"What Words Deserve"

by Victoria Benson Schutter

I once wrote a poem about words, which I titled "God Bless Captain Vere," those being the final words of Billy Budd, Herman Melville's stuttering hero. In this poem I compared the words I attempted to speak to "... Rowdy sailors who seize a ship with few to back them up. ..." I suppose it does a reasonably good job of expressing the frustration I have often felt with speaking. To the more than casual reader, however, this poem might express a good deal more. If one notices the care that was taken with rhyme, syllables per line, and images, one might realize that my annoyance with words is overshadowed by my love affair with language -- a love affair that has been going on since at least my middle teens.

Throughout my life, my parents have always been loving and supportive, and they worked very hard to give their children all the necessities and as many luxuries as possible. It never occurred to them, though, to take us to the theater or the symphony or to a museum. That was for rich people -- not for families of railroad men. So Franco Zeffirelli's motion picture production of Romeo and Juliet was the first Shakespeare I had ever seen, unless you count the parodies that would occasionally crop up on the TV variety shows.

Picture, if you will, a lonely, withdrawn 16 year old girl, sitting in a dark theater and watching as a handsome young man bends over the lifeless form of his beautiful wife and tearfully whispers: "Eyes, look your last! Arms, take your last embrace! And lips, O you the doors of breath, seal with a righteous kiss a dateless bargain to engrossing death! ... Thus, with a kiss, I die." I think it was maybe three days later when my feet finally touched the ground again. That was the most beautiful experience I had ever witnessed. The beauty of those scenes and that language was so intense for me that, for a few days at least, it was Verona, Italy, that was the real world, while the drab, dreary school building seemed like a cardboard imitation of life.

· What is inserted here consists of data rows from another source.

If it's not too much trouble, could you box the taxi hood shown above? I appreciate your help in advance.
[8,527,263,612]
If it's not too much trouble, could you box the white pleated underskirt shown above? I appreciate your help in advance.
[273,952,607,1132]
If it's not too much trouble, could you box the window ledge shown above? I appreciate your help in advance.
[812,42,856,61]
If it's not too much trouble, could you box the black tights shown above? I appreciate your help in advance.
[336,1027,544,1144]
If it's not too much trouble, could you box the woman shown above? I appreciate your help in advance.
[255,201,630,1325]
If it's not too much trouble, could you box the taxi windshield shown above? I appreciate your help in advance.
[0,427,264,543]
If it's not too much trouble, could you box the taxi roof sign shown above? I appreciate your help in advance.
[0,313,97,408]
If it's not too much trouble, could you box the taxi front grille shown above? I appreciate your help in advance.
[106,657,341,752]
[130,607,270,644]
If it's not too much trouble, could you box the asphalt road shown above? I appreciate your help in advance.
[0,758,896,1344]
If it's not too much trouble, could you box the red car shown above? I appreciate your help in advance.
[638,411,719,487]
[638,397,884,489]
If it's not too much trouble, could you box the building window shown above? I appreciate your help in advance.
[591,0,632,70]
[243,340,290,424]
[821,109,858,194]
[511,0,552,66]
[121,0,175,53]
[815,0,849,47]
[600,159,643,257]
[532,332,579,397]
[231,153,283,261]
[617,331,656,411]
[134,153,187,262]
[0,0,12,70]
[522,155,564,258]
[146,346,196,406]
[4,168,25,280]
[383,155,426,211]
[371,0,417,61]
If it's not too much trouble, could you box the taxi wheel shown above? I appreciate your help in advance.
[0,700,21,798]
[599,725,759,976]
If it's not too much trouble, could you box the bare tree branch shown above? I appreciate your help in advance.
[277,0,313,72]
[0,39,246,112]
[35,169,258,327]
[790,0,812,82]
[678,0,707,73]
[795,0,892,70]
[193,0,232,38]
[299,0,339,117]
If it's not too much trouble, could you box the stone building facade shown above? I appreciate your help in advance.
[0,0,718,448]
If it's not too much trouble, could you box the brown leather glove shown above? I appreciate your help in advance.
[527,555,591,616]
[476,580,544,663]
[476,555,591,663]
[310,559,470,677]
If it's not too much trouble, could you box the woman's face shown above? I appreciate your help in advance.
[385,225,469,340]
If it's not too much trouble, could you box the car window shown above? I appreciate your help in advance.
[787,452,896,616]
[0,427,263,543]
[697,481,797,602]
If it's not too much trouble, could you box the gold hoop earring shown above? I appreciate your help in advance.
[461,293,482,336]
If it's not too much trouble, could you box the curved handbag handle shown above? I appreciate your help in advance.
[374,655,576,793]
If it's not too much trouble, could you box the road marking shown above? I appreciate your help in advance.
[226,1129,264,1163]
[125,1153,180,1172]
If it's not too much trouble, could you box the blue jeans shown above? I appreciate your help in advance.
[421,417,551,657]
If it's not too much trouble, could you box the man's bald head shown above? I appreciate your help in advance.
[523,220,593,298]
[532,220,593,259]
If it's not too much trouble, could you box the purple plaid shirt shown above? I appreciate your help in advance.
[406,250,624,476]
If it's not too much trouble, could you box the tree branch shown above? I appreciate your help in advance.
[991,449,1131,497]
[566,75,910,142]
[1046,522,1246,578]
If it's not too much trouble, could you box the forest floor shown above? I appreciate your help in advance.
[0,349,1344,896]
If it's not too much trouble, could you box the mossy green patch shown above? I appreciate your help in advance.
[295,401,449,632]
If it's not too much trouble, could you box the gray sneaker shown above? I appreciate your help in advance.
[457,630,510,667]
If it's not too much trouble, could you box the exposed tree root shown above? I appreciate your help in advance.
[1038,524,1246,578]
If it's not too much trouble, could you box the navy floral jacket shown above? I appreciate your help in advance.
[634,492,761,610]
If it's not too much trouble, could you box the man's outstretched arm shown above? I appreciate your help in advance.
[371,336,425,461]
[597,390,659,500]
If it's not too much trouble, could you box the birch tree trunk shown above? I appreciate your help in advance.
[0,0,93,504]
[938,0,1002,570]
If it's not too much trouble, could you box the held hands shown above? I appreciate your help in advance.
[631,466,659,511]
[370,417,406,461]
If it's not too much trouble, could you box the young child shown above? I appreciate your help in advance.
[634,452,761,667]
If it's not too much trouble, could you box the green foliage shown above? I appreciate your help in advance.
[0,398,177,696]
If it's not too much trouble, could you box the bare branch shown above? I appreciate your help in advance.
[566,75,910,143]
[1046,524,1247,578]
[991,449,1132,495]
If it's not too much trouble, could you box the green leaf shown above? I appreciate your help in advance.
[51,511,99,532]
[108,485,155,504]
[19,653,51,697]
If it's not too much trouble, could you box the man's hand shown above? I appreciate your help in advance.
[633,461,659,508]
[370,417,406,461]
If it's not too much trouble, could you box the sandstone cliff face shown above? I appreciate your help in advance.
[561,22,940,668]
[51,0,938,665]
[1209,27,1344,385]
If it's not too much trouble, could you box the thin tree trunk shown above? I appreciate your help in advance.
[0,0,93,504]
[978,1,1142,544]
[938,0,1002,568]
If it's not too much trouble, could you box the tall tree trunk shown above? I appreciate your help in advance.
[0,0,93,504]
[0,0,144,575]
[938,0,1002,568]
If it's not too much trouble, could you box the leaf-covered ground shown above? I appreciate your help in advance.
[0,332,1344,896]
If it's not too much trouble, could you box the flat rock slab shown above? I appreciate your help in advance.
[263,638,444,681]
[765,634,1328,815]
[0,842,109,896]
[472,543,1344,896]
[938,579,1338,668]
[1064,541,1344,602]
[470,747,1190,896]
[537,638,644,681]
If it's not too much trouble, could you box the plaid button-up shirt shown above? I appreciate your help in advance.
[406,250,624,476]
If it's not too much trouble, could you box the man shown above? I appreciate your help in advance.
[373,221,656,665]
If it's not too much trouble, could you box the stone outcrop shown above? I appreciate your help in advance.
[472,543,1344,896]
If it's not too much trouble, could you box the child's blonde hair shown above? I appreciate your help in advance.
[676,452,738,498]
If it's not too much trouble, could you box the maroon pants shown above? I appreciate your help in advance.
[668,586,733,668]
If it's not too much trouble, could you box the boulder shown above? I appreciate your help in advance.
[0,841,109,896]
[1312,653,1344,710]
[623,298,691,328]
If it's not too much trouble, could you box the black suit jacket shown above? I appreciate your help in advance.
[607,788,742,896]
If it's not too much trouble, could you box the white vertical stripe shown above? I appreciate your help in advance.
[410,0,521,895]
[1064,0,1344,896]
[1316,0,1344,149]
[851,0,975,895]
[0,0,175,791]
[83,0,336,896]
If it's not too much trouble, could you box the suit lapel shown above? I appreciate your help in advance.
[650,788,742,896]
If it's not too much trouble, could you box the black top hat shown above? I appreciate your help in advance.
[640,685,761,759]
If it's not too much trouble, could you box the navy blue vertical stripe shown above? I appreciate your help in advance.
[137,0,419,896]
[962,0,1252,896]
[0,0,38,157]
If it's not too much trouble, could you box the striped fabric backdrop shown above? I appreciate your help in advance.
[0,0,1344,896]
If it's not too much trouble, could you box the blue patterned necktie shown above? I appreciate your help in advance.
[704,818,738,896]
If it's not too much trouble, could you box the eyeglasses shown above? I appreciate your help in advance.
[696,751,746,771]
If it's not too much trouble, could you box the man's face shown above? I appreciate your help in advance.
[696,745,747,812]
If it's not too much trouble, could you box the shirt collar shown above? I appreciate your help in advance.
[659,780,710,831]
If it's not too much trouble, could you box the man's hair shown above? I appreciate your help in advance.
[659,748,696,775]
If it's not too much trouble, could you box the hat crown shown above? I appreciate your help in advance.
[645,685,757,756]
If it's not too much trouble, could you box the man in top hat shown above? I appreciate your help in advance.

I discovered a new language a couple of years later. That was the year that I began to read Dylan Thomas. I will confess that I had no idea what most of his poems meant, and that really bothered me at first. Then I realized that you don't have to understand music theory to enjoy music, so why should you have to understand a writer's mind to enjoy beautiful verses? Read the following words out loud, but don't even think about what they might mean. Just enjoy the sound and feel of them like you enjoy a really good chocolate brownie.

Especially when the October wind
With frosty fingers punishes my hair,
Caught by the crabbing sun I walk on fire
and cast a shadow crab upon the land,
By the sea's side, hearing the noise of birds,
Hearing the raven cough in winter sticks,
My busy heart who shudders as she talks
Sheds the syllabic blood and drains her words.

After college, I moved to Houston to start a new life in a big city. I had a hard time making new friends, though, so my first six months was one of the loneliest times of my life. Finally, my love for language once again showed me the way. I volunteered my services (which included a total lack of experience) to a theater company, Main Street Theater, and discovered a whole new world of beautiful language and a whole new group of friends. Even better, I was not just sitting in a dark theater listening this time. I was helping -- by controlling just the right lights to just the right levels at just the right moments -- to make all this beauty possible. There, I was working side by side with all the greats, from Shakespeare to T.S. Eliot and from Harold Pinter to Tom Stoppard. Once again I must confess: I have as difficult a time understanding a Stoppard play as a Thomas poem, but oh how that man can play the language! His own love of the music of words comes through in every play, as Henry tells his wife in The Real Thing: "Words don't deserve that kind of malarkey. They're innocent, neutral, precise, standing for this, describing that, meaning the other, so if you look after them you can build bridges across incomprehension and chaos. ... I don't think writers are sacred, but words are. They deserve respect. If you get the right ones in the right order, you can nudge the world a little or make a poem which children will speak for you when you're dead."

When I took piano lessons, there would be a beautiful piece of music that I would really want to learn. I would sit at the piano and practice it over and over and over, ad infinitum, ad exhaustum. By the time I would have learned it to a slightly bearable degree, I would be so sick of it that I would think I never wanted to hear it again. That's what I'm afraid those of us who stutter do sometimes. We have to work so hard on the mechanics of our speech that we sometimes forget that language is more than just a means to an end, that end being communication. Language can also be a means of expression, a means of creating, a "thing of beauty." None of us should allow a ridiculous thing like stuttering to rob us of enjoyment and appreciation of that most magical of gifts, our beautiful language.